マクベス:本作の主人公。スコットランド王ダンカンの臣下であったが、ダンカンを殺害して王に即位する。
マクベス夫人:マクベスの妻。野心と実行力はマクベス以上。
ダンカン:スコットランド王。マクベスを重用していたが、暗殺されてしまう。
バンクォー:マクベスの友人。スコットランドの将軍。
マグダフ:スコットランドの貴族。妻子をマクベスに殺され、仇討ちを心に決める。

『マクベス』のあらすじ

 3人の魔女が激しく舞を踊る場面から、物語は始まる。

 当時、スコットランド軍は反乱軍とノルウェー軍と戦っていたが、スコットランド王ダンカンはスコットランドの大勝利の報告を受ける。戦果を上げたスコットランドの将軍にしてグラミスの領主であったマクベスは、友人であるスコットランドの将軍・バンクォーとともに陣営に戻る最中であった。
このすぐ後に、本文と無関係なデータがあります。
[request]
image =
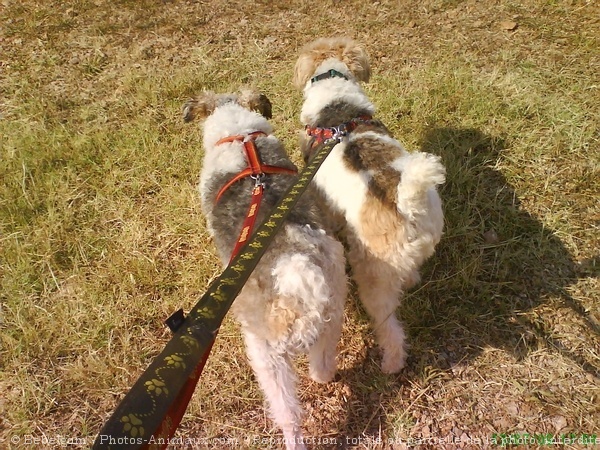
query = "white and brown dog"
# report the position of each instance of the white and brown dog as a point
(383, 197)
(293, 302)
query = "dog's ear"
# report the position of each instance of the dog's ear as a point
(200, 107)
(357, 60)
(342, 48)
(256, 101)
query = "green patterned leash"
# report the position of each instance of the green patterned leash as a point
(149, 414)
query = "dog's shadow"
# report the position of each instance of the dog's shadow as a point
(495, 263)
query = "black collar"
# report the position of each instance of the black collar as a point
(331, 73)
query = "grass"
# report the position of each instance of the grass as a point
(101, 237)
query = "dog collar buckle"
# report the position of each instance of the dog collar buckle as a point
(259, 179)
(331, 73)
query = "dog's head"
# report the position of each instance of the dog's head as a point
(343, 49)
(204, 104)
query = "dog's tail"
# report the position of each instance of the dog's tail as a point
(421, 172)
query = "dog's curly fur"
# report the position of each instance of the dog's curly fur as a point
(382, 197)
(293, 302)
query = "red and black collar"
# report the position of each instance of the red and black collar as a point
(256, 169)
(321, 135)
(331, 73)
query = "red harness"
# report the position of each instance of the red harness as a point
(257, 171)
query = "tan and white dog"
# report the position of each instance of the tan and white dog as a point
(382, 197)
(293, 302)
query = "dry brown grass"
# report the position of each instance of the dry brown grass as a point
(101, 236)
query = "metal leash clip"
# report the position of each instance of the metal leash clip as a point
(258, 180)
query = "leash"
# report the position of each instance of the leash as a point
(149, 414)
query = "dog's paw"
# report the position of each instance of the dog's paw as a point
(323, 371)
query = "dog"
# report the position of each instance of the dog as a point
(293, 302)
(382, 198)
 その道中、マクベスとバンクォーは3人の魔女に出会う。魔女たちはマクベスに対し「万歳、コーダーの領主」「万歳、いずれ王になるお方」などと呼びかけるのだった。そして、そこへダンカン王の使者が現れる。武勲を上げたマクベスが、新しくコーダーの領主に任命されたということを伝えに来たのである。魔女の言葉通りとなったことに、マクベスとバンクォーは驚くのだった。
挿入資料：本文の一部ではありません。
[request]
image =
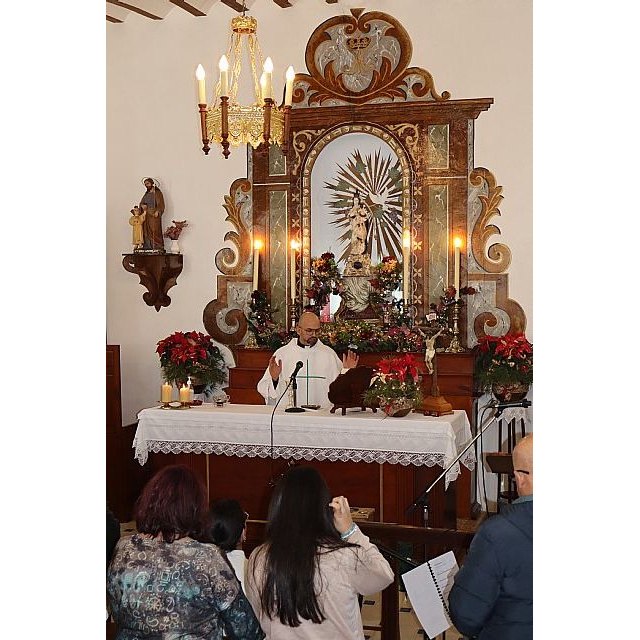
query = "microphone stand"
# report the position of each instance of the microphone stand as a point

 やがて城に帰還したマクベスたちはダンカン王に迎えられた。王はマクベスとバンクォーの功績を讃えながら、息子のマルカム王子を王位継承者に定めると言った。魔女の予言は実現しないかもしれない——。そう思ったマクベスはとある決心をするのであった。

 宴会が始まると、マクベス夫人は王の部屋付きの従者の酒に薬を混ぜて眠らせた。皆が寝静まったあとに、マクベスはダンカン王の寝室に向かい、王を刺殺する。「マクベスは眠りを殺した。もうマクベスに眠りはない」という幻聴を聴く。

 朝になって、ダンカン王の遺体が見つかり、城のなかは大騒ぎになる。マクベスは部屋付きの従者を斬殺して口封じをした。王子たちは王が殺されたことで身の危険を感じ、マルカム王子はイングランド、ドナルベイン王子はアイルランドへと逃げる。

 こうして王に即位したマクベスであったが、精神が不安定になり、友人であるバンクォーとその息子フリーアンスに刺客を放ち、バンクォーを殺してしまう。マクベスは心の安定を得るために魔女のもとに向かい、「女の股から生まれたものはマクベスを倒せない」「バーナムの森が侵攻してこない限り安泰だ」との予言を聞き出した。

 その直後、マクベスは有力な貴族マグダフがイングランドに亡命したという知らせを聞く。マグダフはイングランド王のもとに身を寄せるマルカム王子に、マクベス討伐について説得していた。王子はマグダフがマクベスの回し者でないことを確認すると、討伐の準備を進めていることを明かす。マグダフは直後に自分の城がマクベスによって奇襲され、妻と幼い子どもが殺されたことを伝えられ、マクベスへの復讐を誓う。

 ある日、イングランド軍がマクベスの城を攻めた。マクベスは自らを無敵と信じて城に立てこもるが、木の枝を隠れ蓑にして、「バーナムの森が動くかのように」攻めてくるイングランド軍に城が落とされていく。マクベスはついにマグダフと対峙し、「女の腹を破って(帝王切開で)生まれてきた」マグダフに倒されるのであった。